Evidence before the Amendment
Evidence at Standing Committee on Citizenship and Immigration Meeting March 25, 2014
Mr. Costas Menegakis (Richmond Hill, CPC) asked a witness:
Proxy marriages are legal right now. It’s true that a couple who are married over the phone or even by fax can be eligible for the spousal sponsorship program. I’m under the impression this could or would lead to more forced marriages.
In any event, do you think this practice needs to be stopped? Should proxy marriages be banned from the spousal sponsorship program?
House of Commons, Standing Committee on Citizenship and Immigration, Evidence, 41st Parl., 2nd Sess. (25 March 2014), CIMM No. 17, online: https://www.ourcommons.ca/Content/Committee/412/CIMM/Evidence/EV6484465/CIMMEV17-E.PDF [CIMM 25 March 2014], p. 14.
In response, witness Prof.
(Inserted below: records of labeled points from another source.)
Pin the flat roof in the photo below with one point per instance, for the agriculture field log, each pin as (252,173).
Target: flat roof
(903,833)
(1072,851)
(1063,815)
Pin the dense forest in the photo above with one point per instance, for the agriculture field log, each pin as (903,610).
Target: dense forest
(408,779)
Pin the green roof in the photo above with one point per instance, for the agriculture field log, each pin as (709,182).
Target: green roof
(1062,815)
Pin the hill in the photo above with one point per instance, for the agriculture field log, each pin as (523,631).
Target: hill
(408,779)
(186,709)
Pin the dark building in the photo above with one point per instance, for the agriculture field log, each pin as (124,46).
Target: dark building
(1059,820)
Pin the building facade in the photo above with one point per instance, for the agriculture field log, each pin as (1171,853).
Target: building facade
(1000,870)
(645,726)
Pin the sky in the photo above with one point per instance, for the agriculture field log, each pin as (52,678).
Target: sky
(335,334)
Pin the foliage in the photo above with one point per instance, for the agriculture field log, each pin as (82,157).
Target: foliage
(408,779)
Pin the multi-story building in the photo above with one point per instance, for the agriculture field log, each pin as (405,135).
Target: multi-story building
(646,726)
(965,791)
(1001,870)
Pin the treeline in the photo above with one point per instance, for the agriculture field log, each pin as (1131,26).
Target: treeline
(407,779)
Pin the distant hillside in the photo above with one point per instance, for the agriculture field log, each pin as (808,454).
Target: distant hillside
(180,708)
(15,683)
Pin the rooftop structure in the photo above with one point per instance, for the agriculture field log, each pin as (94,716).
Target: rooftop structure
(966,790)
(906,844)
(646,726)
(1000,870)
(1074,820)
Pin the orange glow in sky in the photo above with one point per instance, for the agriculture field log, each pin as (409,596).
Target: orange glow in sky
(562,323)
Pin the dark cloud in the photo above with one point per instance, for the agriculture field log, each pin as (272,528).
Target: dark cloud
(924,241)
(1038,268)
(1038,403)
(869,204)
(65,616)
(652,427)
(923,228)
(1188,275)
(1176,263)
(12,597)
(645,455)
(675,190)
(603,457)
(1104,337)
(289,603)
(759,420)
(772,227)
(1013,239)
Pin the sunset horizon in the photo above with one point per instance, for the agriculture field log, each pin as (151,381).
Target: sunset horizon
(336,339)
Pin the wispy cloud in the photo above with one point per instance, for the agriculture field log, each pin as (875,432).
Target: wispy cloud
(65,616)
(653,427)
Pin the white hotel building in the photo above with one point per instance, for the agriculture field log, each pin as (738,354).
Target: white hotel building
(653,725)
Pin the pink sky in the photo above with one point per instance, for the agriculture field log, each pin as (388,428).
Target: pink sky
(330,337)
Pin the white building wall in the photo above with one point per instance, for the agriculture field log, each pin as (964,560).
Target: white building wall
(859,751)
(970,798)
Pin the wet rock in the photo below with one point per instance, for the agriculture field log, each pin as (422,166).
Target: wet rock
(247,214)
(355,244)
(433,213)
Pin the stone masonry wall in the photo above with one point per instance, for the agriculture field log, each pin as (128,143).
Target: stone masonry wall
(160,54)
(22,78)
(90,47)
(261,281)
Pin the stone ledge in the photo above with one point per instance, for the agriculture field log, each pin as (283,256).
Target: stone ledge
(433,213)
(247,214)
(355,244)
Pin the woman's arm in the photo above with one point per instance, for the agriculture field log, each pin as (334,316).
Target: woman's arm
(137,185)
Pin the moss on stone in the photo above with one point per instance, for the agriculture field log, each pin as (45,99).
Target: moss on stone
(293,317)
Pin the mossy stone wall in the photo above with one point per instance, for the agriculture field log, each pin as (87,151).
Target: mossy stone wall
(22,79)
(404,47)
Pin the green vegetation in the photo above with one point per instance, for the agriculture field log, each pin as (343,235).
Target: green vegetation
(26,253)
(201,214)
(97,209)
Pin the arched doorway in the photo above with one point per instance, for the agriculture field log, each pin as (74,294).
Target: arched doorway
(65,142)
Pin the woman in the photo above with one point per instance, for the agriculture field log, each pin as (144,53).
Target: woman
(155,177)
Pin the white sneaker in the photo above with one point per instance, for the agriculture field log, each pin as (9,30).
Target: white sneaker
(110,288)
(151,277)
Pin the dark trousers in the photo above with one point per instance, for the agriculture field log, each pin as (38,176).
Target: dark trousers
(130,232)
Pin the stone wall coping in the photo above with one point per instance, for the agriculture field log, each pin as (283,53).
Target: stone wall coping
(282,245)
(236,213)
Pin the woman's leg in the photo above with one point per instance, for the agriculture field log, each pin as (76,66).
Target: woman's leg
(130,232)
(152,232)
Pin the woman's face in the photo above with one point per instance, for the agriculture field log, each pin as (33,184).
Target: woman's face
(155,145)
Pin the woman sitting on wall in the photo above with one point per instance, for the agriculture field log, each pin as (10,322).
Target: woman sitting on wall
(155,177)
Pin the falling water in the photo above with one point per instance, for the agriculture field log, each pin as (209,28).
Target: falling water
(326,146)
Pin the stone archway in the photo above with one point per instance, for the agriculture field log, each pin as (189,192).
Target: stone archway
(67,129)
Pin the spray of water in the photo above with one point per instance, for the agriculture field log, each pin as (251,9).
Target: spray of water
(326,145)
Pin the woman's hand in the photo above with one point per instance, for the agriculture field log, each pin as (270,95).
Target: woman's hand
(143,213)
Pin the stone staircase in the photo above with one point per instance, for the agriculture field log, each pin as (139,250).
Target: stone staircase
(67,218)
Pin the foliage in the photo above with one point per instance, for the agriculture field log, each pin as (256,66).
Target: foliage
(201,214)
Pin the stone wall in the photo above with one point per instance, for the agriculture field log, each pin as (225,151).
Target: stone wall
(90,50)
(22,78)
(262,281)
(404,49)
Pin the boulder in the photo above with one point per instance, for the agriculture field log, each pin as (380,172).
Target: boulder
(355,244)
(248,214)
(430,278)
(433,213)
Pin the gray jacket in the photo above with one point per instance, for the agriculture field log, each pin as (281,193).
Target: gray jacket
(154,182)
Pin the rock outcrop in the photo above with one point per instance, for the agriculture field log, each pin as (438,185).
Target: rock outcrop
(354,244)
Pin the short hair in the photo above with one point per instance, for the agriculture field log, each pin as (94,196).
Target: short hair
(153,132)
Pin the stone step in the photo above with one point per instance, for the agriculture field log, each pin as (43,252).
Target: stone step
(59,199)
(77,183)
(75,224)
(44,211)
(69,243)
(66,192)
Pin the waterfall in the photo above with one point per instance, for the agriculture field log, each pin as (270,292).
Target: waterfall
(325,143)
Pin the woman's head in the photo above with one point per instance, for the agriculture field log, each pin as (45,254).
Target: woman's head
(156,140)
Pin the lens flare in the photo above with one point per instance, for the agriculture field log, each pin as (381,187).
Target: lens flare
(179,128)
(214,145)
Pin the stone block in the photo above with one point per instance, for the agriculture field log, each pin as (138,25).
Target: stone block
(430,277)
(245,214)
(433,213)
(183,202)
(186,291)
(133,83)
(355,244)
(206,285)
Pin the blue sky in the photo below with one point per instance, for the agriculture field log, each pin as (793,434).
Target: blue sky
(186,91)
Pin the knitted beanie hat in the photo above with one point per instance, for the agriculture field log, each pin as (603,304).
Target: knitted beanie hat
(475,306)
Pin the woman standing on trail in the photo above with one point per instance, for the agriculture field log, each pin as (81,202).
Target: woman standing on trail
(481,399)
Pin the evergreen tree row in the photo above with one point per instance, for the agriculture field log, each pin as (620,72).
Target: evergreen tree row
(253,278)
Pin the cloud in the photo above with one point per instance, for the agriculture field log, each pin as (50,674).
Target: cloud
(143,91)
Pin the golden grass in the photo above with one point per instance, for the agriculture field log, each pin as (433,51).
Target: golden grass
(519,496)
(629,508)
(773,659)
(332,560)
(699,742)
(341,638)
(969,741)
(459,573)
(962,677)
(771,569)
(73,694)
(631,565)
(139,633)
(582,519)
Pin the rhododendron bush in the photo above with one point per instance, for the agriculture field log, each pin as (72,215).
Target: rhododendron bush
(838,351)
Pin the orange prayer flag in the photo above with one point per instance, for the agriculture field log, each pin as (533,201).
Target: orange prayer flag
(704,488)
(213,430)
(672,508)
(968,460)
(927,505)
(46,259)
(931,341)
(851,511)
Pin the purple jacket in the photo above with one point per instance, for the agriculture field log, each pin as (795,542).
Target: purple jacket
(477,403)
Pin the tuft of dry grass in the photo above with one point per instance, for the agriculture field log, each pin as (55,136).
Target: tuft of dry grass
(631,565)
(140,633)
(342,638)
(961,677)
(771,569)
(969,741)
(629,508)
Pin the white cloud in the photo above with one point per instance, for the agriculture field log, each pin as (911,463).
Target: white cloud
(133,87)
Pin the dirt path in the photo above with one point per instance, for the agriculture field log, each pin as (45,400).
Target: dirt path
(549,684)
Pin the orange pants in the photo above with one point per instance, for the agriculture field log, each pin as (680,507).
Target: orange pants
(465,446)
Audrey Macklin stated: “…It’s not my understanding—but I have not studied it—that this is a particularly serious problem with regard to the incidence of forced marriage, but having said that, I confess that I have not done a close study of it.”
Witness Elizabeth Long indicated “…I don’t know that being married over the phone would be any different from someone standing next to them in the aisle in a church or in a mosque. If there is abuse in a situation, there will be abuse whatever the form of marriage, in my experience. That is just my opinion.”
Witness Ms. Adeena Niazi (Executive Director, Afghan Women’s Organization) stated:
…in most of the Muslim countries, and it was mentioned that this also happens in Israel, proxy marriages are a culturally and legally acceptable means for a couple to unite. These practices are most common in countries affected by war. These marriages are legal, binding, and it’s with the consent of both parties. We have witnessed many successful proxy-arranged marriages in which the sponsor has provided unconditional support.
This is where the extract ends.